= Danny Dare =

American film director

Danny Dare (March 20, 1905, New York City – November 20, 1996, Tarzana, Los Angeles, California) was an American choreographer, actor, director, writer, and producer of the stage, screen, and film.

==Career==
Dare began his career in the 1920s as an actor on the New York stage, making his Broadway theatre debut in 1923 in the musical Dew Drop Inn. He then performed on the vaudeville circuit, where he also gained experience as a choreographer, comedy sketch writer, and eventually a producer. In 1927 he portrayed Ronnie Webb in the musical The Five O'Clock Girl, also serving as the show's assistant choreographer. He soon became highly busy as a choreographer on Broadway, serving in that capacity for such shows as The Little Show (1929), Sweet Adeline (1929) Sweet and Low (1930), You Said It (1931), and Tattle Tales (1933). In 1931 he produced the play Sentinels and later produced, directed, and wrote the book for the musical Meet the People (1940).

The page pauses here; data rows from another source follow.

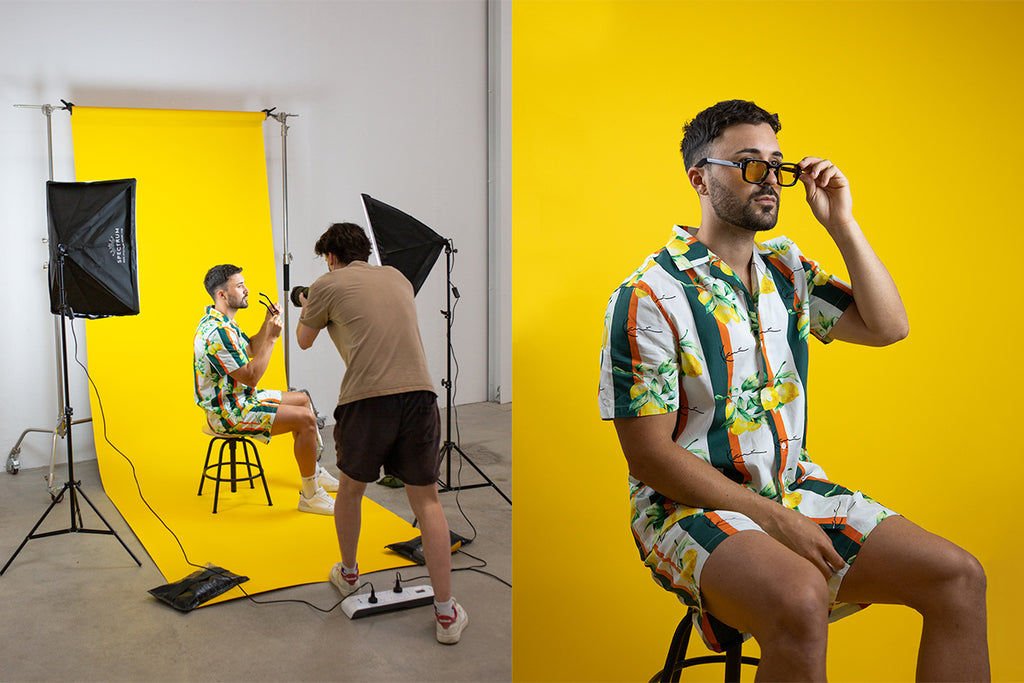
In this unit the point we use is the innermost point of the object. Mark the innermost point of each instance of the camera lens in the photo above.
(296, 291)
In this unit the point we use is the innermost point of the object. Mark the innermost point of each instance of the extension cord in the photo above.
(357, 606)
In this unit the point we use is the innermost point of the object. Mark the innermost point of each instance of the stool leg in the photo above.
(206, 464)
(262, 474)
(220, 474)
(249, 463)
(677, 650)
(733, 658)
(235, 473)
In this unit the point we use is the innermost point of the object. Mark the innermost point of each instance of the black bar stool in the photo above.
(676, 659)
(238, 470)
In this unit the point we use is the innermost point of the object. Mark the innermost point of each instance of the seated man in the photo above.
(227, 367)
(705, 374)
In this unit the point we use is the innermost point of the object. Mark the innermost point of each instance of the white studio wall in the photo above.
(391, 97)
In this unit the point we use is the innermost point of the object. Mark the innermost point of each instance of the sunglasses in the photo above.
(756, 170)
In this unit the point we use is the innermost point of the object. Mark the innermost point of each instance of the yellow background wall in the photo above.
(920, 104)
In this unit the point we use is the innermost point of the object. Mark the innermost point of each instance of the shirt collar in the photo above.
(212, 311)
(686, 251)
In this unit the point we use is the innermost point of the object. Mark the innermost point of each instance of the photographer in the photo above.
(387, 411)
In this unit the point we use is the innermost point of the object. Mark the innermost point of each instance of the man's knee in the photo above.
(801, 615)
(961, 578)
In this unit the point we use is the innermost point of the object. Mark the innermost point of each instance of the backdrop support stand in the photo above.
(73, 486)
(62, 425)
(286, 256)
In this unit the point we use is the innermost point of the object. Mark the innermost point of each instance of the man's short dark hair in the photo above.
(216, 278)
(346, 241)
(699, 133)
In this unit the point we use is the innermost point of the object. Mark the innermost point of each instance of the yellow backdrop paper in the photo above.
(920, 104)
(202, 200)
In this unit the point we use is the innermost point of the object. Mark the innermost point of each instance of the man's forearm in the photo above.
(875, 290)
(260, 349)
(682, 476)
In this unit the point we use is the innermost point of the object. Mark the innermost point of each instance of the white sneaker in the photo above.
(449, 629)
(339, 582)
(320, 503)
(326, 480)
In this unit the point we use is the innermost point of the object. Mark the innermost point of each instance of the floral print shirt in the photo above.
(220, 347)
(683, 335)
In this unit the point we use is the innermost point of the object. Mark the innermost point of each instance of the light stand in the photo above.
(62, 426)
(451, 445)
(75, 487)
(406, 244)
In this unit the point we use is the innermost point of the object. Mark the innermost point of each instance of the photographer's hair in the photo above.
(701, 131)
(216, 278)
(346, 241)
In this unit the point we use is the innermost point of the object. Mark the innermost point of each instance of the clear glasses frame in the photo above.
(755, 171)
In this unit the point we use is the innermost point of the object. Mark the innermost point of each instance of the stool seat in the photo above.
(676, 659)
(244, 469)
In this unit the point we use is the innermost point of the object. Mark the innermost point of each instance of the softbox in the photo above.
(402, 242)
(92, 231)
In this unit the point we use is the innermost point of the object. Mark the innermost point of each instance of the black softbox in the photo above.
(92, 232)
(402, 242)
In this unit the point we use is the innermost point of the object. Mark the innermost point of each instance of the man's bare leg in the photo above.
(757, 585)
(295, 415)
(901, 563)
(436, 541)
(348, 517)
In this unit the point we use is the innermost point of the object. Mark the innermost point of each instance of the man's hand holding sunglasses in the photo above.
(827, 193)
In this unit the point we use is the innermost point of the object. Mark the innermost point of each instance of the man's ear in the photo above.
(696, 179)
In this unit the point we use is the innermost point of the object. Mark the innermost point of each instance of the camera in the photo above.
(296, 292)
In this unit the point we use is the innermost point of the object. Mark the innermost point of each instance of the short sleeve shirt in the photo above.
(683, 335)
(370, 312)
(220, 347)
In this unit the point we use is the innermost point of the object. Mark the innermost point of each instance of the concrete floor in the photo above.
(76, 607)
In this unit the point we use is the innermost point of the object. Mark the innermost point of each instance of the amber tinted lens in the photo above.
(787, 174)
(755, 170)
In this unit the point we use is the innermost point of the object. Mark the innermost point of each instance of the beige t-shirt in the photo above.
(370, 312)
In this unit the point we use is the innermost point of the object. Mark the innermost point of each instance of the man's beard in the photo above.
(238, 302)
(743, 212)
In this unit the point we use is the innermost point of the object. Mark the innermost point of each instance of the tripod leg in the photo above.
(446, 451)
(110, 529)
(53, 503)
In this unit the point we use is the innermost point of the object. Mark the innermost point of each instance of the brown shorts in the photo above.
(399, 432)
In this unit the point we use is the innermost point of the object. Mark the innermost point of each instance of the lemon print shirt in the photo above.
(219, 348)
(683, 335)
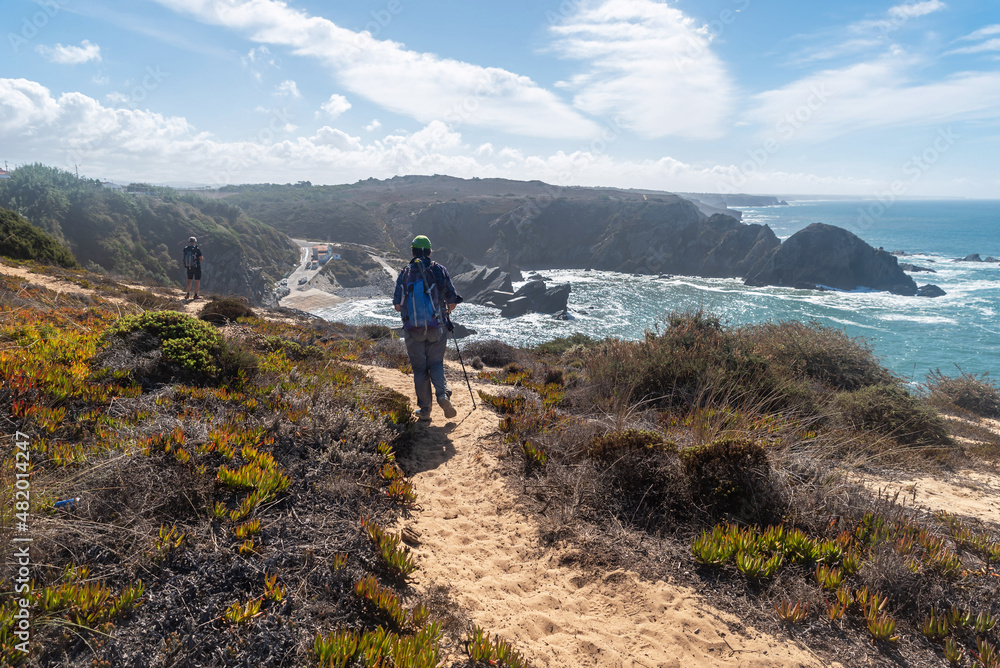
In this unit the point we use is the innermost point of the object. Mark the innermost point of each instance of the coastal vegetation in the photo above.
(20, 240)
(736, 455)
(221, 489)
(138, 235)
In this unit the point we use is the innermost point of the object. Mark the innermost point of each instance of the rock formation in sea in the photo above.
(828, 256)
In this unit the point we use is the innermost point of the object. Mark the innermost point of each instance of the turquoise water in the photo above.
(911, 335)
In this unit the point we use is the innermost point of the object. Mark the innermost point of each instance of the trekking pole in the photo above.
(455, 339)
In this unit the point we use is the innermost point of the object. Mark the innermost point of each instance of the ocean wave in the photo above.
(921, 319)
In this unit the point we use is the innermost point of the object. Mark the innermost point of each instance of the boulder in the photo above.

Dare's talents as a choreographer drew the attention of executives at Paramount Pictures and he was offered a contract with the studio in 1929. He went on to choreograph several films with the company including Let's Go Places (1930), Such Men Are Dangerous (1930), Not Damaged (1930), Wild People (1932), Three Cheers for Love (1936), Start Cheering (1938), Hit Parade of 1941 (1940), Panama Hattie (1942), and most notably Holiday Inn (1942). The last film he choreographed was Road to Utopia in 1946.

In 1938 Dare turned to directing for the first time with the film The Main Event. He never directed another film, but he was active as a television director during the 1950s with the shows Damon Runyon Theater and How to Marry a Millionaire. He also produced a total of eight films between 1945 and 1952.